Adverse reactions derived from clinical trials in 269 adult patients who received iopamidol by either oral or rectal route of administration and from post-marketing spontaneous reporting are listed below.

Immune system disorders

Frequency not known: Anaphylactoid reaction

Vascular disorders

Uncommon: Hypotension

Respiratory, thoracic and mediastinal disorders

Frequency not known: Dyspnoea

Gastrointestinal disorders

Common: Vomiting

Uncommon: Diarrhoea, Abdominal discomfort

Skin and subcutaneous tissue disorders

Frequency not known: Rash

Paediatric population

The following adverse reactions derived from clinical trials conducted in 335 paediatric patients, who received iopamidol by either oral or rectal route of administration.

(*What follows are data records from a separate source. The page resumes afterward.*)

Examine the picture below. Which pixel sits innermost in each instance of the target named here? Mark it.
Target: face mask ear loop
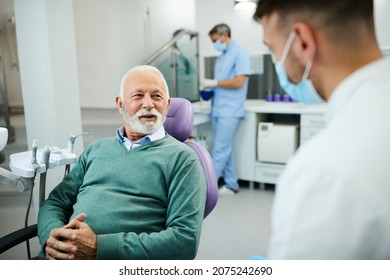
(287, 47)
(308, 68)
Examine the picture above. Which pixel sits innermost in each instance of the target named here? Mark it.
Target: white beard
(147, 127)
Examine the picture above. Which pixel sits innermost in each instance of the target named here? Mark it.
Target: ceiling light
(244, 4)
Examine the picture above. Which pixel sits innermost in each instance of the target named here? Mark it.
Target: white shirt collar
(159, 134)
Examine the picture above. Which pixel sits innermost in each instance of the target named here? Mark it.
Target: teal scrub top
(234, 61)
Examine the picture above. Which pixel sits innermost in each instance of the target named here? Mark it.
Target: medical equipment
(276, 142)
(24, 168)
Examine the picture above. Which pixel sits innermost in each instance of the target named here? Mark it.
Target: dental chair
(179, 124)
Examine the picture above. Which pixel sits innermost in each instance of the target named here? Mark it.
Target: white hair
(142, 68)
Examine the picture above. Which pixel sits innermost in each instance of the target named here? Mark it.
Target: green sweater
(144, 203)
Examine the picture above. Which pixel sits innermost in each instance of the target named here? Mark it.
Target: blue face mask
(219, 46)
(303, 91)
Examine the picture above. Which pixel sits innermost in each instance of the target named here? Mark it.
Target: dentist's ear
(119, 104)
(305, 43)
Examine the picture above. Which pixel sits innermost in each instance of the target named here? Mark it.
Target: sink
(3, 137)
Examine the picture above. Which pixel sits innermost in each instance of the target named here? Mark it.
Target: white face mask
(303, 91)
(147, 127)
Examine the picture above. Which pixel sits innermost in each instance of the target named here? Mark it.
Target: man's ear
(119, 104)
(305, 43)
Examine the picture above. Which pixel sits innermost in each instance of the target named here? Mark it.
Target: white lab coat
(333, 200)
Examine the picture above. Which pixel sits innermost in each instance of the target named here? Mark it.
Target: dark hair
(220, 29)
(338, 17)
(337, 11)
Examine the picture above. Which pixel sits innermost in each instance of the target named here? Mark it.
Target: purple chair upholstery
(179, 124)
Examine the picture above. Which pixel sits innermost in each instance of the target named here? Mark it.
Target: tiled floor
(237, 228)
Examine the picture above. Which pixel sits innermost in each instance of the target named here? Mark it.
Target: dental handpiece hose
(42, 180)
(34, 162)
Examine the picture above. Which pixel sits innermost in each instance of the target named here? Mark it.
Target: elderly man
(332, 201)
(139, 195)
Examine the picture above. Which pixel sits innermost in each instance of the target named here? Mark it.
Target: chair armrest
(17, 237)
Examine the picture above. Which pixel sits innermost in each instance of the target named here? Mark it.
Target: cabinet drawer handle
(270, 174)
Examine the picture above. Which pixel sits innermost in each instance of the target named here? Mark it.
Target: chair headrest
(180, 119)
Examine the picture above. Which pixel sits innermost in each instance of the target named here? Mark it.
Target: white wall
(9, 54)
(115, 35)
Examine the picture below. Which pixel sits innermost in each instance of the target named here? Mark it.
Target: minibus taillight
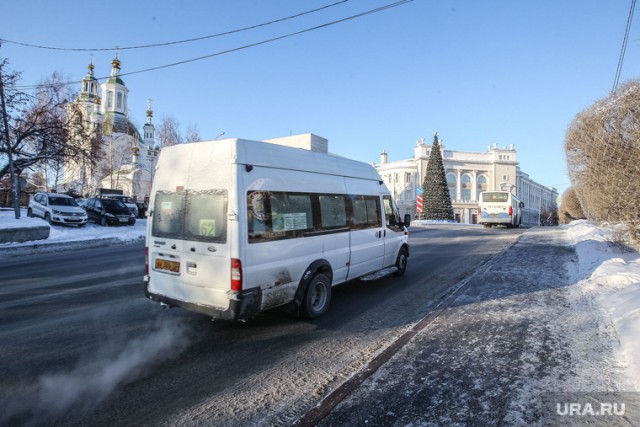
(236, 274)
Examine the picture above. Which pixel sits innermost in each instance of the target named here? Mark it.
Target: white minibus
(237, 227)
(499, 208)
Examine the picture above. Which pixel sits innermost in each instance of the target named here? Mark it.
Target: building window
(482, 183)
(451, 183)
(466, 187)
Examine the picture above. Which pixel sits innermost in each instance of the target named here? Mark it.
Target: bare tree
(570, 208)
(193, 135)
(603, 157)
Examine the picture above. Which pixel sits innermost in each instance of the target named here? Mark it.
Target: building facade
(127, 157)
(468, 174)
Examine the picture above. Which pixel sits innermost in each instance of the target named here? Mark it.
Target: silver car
(57, 208)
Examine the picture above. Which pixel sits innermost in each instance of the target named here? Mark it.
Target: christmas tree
(436, 200)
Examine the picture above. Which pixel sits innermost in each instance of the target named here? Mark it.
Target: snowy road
(517, 332)
(465, 337)
(100, 354)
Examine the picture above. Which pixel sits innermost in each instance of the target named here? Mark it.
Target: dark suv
(109, 212)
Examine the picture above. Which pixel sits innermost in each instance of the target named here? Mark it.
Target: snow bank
(610, 272)
(63, 233)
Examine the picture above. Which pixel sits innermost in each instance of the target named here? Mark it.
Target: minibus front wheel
(317, 297)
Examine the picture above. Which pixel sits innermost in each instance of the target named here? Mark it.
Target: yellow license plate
(164, 264)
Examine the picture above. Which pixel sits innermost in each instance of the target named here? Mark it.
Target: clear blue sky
(479, 73)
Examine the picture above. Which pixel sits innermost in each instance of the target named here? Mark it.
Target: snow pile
(63, 233)
(610, 272)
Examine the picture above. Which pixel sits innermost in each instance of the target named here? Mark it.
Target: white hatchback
(57, 208)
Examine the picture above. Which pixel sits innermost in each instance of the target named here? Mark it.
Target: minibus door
(367, 236)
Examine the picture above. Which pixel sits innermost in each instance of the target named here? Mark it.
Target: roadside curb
(15, 251)
(316, 414)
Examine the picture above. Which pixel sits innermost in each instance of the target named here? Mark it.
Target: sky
(478, 73)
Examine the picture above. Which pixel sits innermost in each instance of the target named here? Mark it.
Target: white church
(128, 156)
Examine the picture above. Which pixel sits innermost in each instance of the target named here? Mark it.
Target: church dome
(118, 123)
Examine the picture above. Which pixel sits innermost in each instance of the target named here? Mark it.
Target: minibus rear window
(206, 216)
(168, 212)
(191, 215)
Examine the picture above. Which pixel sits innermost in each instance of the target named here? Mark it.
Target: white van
(237, 227)
(499, 208)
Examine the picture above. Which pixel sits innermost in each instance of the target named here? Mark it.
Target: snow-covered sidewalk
(544, 334)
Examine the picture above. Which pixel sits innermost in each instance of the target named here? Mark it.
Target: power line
(226, 33)
(259, 43)
(624, 46)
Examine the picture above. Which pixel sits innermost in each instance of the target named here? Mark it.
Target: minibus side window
(278, 215)
(392, 213)
(333, 211)
(374, 217)
(366, 212)
(206, 216)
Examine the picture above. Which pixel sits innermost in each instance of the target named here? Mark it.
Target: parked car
(57, 208)
(109, 212)
(128, 201)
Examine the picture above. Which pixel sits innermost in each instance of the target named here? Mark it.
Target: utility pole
(5, 126)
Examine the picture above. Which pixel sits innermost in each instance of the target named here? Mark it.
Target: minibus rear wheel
(317, 297)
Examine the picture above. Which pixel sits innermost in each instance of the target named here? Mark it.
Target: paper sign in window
(166, 208)
(207, 227)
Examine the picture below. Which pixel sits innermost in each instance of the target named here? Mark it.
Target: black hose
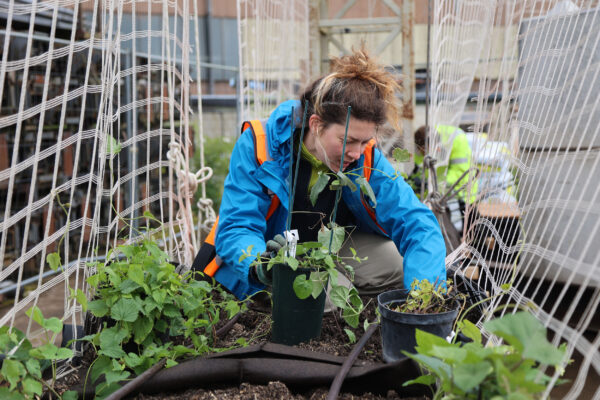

Gastrointestinal disorders

Common: Diarrhoea

Uncommon: Nausea, Vomiting

No cases were received as post-marketing spontaneous reporting.

No anaphylactoid reaction has been reported in children after oral or rectal administration of iopamidol however they have been reports of such reactions after parenteral administration of iopamidol.

Following oral administration of iopamidol, aspiration, manifested with coughing and possible pulmonary complications, has been reported.